One of the central questions in the theory of deep learning is to understand how neural networks learn hierarchical features. The ability of deep networks to extract salient features is crucial to both their outstanding generalization ability and the modern deep learning paradigm of pretraining and finetuneing. However, this feature learning process remains poorly understood from a theoretical perspective, with existing analyses largely restricted to two-layer networks. In this work we show that three-layer neural networks have provably richer feature learning capabilities than two-layer networks. We analyze the features learned by a three-layer network trained with layer-wise gradient descent, and present a general purpose theorem which upper bounds the sample complexity and width needed to achieve low test error when the target has specific hierarchical structure. We instantiate our framework in specific statistical learning settings -- single-index models and functions of quadratic features -- and show that in the latter setting three-layer networks obtain a sample complexity improvement over all existing guarantees for two-layer networks.
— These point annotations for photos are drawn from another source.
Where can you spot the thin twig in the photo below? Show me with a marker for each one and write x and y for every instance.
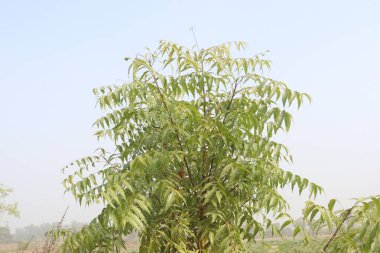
(336, 230)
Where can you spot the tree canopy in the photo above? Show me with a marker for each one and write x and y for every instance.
(196, 167)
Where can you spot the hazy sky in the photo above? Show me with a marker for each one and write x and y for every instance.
(52, 53)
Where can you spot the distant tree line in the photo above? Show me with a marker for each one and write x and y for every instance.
(30, 232)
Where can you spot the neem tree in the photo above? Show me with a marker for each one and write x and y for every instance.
(195, 167)
(7, 209)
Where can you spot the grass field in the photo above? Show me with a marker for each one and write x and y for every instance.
(274, 246)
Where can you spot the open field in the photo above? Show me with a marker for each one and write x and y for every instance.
(273, 246)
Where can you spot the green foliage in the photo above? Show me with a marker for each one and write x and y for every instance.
(8, 209)
(5, 235)
(356, 229)
(195, 166)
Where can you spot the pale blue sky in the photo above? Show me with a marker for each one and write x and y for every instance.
(52, 53)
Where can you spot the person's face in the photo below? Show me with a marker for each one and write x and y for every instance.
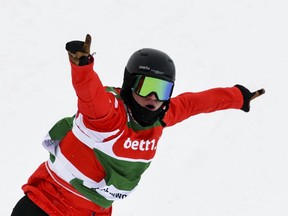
(150, 102)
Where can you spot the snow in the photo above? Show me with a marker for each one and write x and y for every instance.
(221, 164)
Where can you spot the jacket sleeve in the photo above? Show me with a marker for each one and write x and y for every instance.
(93, 101)
(188, 104)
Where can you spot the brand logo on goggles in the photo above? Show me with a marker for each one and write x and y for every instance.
(147, 68)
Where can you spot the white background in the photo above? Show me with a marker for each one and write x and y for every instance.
(227, 163)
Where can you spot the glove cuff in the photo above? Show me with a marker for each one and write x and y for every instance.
(247, 95)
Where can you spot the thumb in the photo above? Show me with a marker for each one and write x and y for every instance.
(87, 44)
(257, 93)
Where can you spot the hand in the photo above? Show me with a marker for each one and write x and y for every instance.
(248, 96)
(79, 51)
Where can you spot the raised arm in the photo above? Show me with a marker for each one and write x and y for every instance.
(93, 101)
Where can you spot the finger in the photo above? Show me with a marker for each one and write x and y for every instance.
(87, 43)
(258, 93)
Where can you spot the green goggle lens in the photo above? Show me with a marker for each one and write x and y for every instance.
(146, 85)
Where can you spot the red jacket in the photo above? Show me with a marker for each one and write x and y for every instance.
(104, 155)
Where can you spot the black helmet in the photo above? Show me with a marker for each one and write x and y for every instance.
(152, 62)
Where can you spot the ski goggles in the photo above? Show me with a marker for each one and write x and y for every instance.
(145, 85)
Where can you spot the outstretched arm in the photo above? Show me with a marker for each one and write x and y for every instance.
(193, 103)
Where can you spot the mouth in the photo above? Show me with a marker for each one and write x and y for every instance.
(150, 107)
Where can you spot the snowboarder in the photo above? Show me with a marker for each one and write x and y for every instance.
(99, 155)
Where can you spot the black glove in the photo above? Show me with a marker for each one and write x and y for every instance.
(79, 51)
(248, 96)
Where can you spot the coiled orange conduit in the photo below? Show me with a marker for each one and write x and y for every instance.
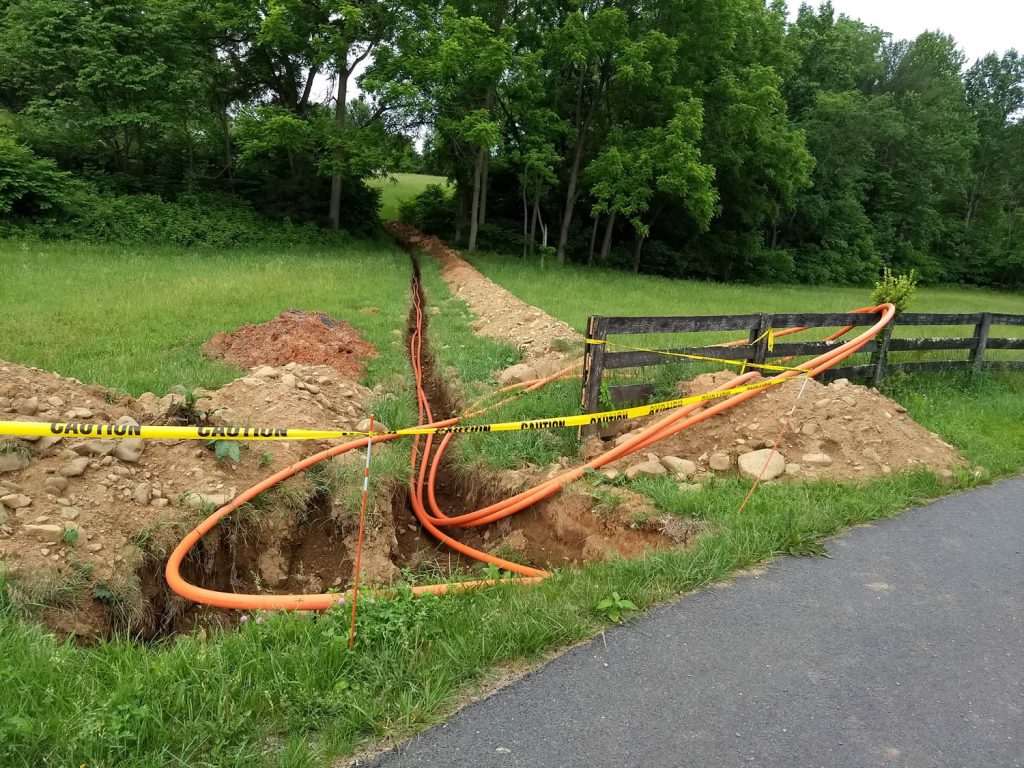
(422, 481)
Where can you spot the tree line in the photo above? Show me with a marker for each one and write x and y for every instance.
(672, 136)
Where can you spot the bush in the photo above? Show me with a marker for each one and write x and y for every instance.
(29, 184)
(432, 211)
(895, 289)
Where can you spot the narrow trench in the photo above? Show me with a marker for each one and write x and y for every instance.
(307, 549)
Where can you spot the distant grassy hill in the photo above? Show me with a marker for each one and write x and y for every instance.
(398, 187)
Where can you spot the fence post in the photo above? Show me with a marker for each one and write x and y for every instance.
(882, 353)
(758, 335)
(981, 335)
(593, 366)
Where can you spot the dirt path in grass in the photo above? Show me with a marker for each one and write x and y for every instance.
(542, 339)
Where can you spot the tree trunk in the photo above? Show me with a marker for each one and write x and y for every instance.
(483, 188)
(304, 99)
(525, 216)
(340, 116)
(474, 213)
(535, 218)
(461, 211)
(593, 242)
(606, 243)
(636, 253)
(563, 235)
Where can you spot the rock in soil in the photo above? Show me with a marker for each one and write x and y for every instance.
(720, 462)
(13, 461)
(751, 464)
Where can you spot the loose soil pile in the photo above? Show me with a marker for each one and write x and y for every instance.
(294, 336)
(128, 502)
(841, 431)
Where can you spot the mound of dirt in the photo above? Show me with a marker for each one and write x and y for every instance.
(501, 314)
(294, 336)
(129, 501)
(841, 431)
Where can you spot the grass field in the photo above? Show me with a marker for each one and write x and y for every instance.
(573, 293)
(286, 691)
(135, 320)
(398, 187)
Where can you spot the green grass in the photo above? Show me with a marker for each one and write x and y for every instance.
(397, 187)
(573, 293)
(135, 320)
(286, 691)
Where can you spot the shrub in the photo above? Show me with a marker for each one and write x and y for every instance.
(895, 289)
(432, 211)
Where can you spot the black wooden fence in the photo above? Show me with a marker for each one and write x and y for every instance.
(599, 357)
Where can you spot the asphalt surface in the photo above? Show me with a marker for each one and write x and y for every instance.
(903, 649)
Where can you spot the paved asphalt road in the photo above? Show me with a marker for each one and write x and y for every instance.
(906, 648)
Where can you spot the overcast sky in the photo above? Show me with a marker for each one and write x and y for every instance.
(978, 26)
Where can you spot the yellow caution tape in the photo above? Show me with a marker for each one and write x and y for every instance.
(742, 364)
(123, 431)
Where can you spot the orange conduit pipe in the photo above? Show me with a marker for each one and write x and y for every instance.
(422, 480)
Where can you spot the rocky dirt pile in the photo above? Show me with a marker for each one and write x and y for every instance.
(541, 338)
(294, 336)
(841, 431)
(89, 512)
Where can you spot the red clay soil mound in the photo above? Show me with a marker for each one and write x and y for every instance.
(295, 336)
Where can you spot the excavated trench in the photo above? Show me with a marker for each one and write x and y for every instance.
(306, 547)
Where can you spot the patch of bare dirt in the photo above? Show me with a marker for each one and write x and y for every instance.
(294, 336)
(842, 431)
(100, 516)
(500, 314)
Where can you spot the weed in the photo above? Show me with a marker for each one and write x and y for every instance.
(898, 290)
(639, 521)
(224, 450)
(613, 608)
(607, 501)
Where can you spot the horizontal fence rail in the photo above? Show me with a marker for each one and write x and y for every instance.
(598, 357)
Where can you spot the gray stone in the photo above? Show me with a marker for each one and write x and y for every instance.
(75, 468)
(94, 448)
(677, 466)
(816, 460)
(55, 484)
(646, 469)
(12, 461)
(15, 501)
(517, 374)
(143, 493)
(720, 462)
(198, 501)
(129, 450)
(751, 464)
(48, 534)
(44, 443)
(27, 406)
(364, 426)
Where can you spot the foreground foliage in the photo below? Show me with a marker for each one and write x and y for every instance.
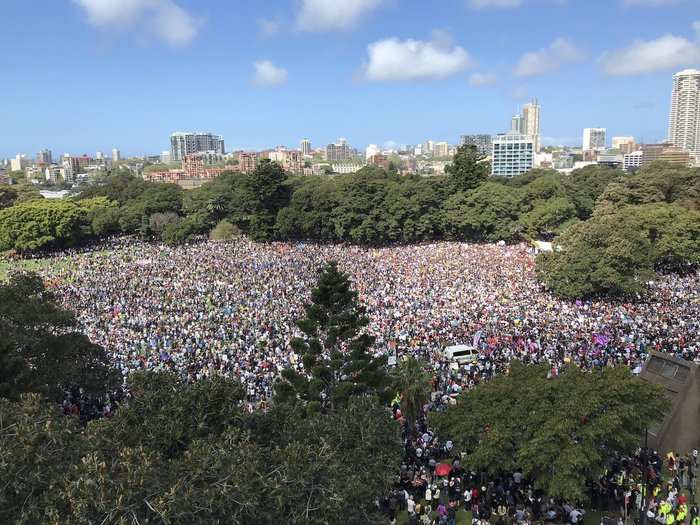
(559, 430)
(187, 454)
(41, 349)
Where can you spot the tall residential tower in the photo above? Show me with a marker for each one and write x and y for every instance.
(530, 123)
(684, 121)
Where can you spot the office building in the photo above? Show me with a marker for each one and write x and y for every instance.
(44, 157)
(632, 161)
(380, 160)
(593, 139)
(482, 143)
(290, 160)
(340, 151)
(371, 151)
(305, 147)
(684, 119)
(666, 153)
(516, 124)
(530, 122)
(183, 144)
(18, 163)
(513, 154)
(247, 161)
(441, 149)
(624, 144)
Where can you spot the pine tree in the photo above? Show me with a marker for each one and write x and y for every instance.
(335, 351)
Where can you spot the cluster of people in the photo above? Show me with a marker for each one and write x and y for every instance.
(230, 308)
(433, 486)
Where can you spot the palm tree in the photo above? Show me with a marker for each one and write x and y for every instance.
(413, 385)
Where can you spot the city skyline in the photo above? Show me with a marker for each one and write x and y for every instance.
(405, 73)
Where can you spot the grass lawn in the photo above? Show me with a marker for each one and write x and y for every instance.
(6, 267)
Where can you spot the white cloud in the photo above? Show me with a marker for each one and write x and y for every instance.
(642, 57)
(650, 3)
(548, 59)
(518, 93)
(164, 18)
(268, 75)
(329, 15)
(500, 4)
(268, 28)
(482, 79)
(394, 59)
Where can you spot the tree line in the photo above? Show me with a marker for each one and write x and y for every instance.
(326, 450)
(613, 230)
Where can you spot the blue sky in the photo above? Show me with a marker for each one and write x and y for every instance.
(87, 75)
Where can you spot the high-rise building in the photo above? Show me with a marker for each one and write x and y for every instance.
(184, 143)
(593, 139)
(624, 144)
(516, 124)
(632, 161)
(339, 151)
(44, 157)
(441, 149)
(530, 122)
(513, 154)
(247, 161)
(18, 163)
(482, 142)
(684, 119)
(371, 151)
(305, 147)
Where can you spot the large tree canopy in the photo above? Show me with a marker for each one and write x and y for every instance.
(40, 348)
(560, 429)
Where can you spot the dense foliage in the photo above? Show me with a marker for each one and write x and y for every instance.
(41, 349)
(187, 454)
(559, 429)
(641, 225)
(374, 206)
(335, 353)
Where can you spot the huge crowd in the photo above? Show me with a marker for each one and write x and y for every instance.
(230, 308)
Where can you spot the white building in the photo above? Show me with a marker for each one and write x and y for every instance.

Crucially, this sample complexity improvement relies on the ability of three-layer networks to efficiently learn nonlinear features. We then establish a concrete optimization-based depth separation by constructing a function which is efficiently learnable via gradient descent on a three-layer network, yet cannot be learned efficiently by a two-layer network. Our work makes progress towards understanding the provable benefit of three-layer neural networks over two-layer networks in the feature learning regime.

翻译：深度学习理论的核心问题之一是理解神经网络如何学习层次化特征。深度网络提取显著特征的能力对其卓越的泛化能力以及预训练与微调的现代深度学习范式都至关重要。然而，从理论视角看，这一特征学习过程仍鲜为人知，现有分析大多局限于双层网络。本研究表明，三层神经网络具有可证明比双层网络更丰富的特征学习能力。我们分析了通过逐层梯度下降训练的三层网络所学习的特征，并提出了一个通用定理，该定理在目标函数具有特定层次结构时，为达到低测试误差所需的样本复杂度与网络宽度提供了上界。我们在具体的统计学习场景——单索引模型与二次特征函数——中实例化了我们的框架，并证明在后一场景中，三层网络获得的样本复杂度优于所有现有双层网络的保证。关键在于，这一样本复杂度的改进依赖于三层网络高效学习非线性特征的能力。随后，我们通过构造一个函数，建立了基于优化的具体深度分离：该函数可通过三层网络上的梯度下降高效学习，却无法由双层网络高效学习。我们的工作朝着理解三层神经网络在特征学习机制中相对于双层网络的可证明优势迈出了重要一步。